Gautam Birat, Arashpour Mehrdad
Department of Civil Engineering, Monash University, Melbourne, Australia.
Waste Manag. 2025 Jun 1;200:114744. doi: 10.1016/j.wasman.2025.114744. Epub 2025 Mar 23.
Data annotation is a significant bottleneck in compiling instance segmentation datasets, particularly in the context of construction and demolition waste. Data augmentation has been shown to address this issue by increasing the diversity, instances, and complexities of data. While augmentation techniques for detection datasets are well-documented, a comprehensive evaluation of methods to improve the robustness of instance segmentation models is lacking. In this study, we developed and evaluated various data augmentation techniques on a publicly available dataset. Our findings indicate a 6% increase in mask prediction accuracy using the class balance method and a 4% improvement when combining real and synthetic data for training.
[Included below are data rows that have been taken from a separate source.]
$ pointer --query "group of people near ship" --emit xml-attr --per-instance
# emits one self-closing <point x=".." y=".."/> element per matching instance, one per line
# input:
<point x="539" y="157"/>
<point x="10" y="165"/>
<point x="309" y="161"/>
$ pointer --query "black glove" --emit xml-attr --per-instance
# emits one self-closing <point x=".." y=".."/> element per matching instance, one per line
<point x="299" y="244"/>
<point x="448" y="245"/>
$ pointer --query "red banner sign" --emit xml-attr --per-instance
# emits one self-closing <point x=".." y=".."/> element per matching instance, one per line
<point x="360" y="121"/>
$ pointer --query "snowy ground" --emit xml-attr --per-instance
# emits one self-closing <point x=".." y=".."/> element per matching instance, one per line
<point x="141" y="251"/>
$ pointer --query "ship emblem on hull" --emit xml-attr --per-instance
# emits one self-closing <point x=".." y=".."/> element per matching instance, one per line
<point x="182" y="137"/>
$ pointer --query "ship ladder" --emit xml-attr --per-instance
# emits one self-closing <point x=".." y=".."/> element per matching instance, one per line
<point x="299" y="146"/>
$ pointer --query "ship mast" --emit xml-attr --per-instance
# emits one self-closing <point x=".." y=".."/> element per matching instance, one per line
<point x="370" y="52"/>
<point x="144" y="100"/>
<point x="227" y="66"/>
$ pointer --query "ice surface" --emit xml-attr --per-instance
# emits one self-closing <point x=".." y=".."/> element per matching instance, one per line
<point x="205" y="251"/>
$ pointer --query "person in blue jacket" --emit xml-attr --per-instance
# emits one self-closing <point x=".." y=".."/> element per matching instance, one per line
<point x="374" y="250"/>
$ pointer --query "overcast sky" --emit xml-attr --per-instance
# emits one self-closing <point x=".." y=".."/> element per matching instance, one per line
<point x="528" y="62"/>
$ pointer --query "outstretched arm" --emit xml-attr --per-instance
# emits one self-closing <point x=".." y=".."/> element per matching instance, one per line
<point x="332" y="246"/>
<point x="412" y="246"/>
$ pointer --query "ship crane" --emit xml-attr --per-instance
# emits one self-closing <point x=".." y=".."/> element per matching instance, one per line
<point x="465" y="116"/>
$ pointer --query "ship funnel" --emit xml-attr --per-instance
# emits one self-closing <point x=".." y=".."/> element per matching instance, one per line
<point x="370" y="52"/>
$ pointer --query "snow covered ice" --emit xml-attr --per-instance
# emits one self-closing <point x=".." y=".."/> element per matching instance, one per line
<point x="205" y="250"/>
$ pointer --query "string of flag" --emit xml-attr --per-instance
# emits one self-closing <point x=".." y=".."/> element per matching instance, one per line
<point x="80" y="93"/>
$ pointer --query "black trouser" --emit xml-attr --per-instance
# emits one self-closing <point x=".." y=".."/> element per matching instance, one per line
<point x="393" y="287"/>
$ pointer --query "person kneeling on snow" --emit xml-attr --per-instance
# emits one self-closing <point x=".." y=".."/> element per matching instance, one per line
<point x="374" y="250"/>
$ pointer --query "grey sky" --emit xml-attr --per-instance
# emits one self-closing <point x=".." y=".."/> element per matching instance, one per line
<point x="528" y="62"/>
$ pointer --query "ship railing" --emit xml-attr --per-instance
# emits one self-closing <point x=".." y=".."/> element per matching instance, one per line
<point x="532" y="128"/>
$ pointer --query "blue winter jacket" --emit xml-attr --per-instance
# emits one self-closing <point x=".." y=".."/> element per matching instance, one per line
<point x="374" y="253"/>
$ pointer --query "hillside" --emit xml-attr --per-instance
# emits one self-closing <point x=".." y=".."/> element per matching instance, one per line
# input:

Additionally, the mask prediction accuracy for minority classes increased by 30% using the augmentation techniques. This study demonstrates practical augmentation techniques to enhance instance segmentation performance with adaptation capability in any instance segmentation dataset within the context of waste management.
数据标注是编译实例分割数据集的一个重大瓶颈,特别是在建筑和拆除废物的背景下。数据增强已被证明可以通过增加数据的多样性、实例和复杂性来解决这个问题。虽然检测数据集的增强技术有详细记录,但缺乏对提高实例分割模型鲁棒性方法的全面评估。在本研究中,我们在一个公开可用的数据集上开发并评估了各种数据增强技术。我们的研究结果表明,使用类平衡方法时掩码预测准确率提高了6%,将真实数据和合成数据结合用于训练时提高了4%。此外,使用增强技术,少数类别的掩码预测准确率提高了30%。本研究展示了实用的增强技术,可在废物管理背景下的任何实例分割数据集中提高实例分割性能并具有适应能力。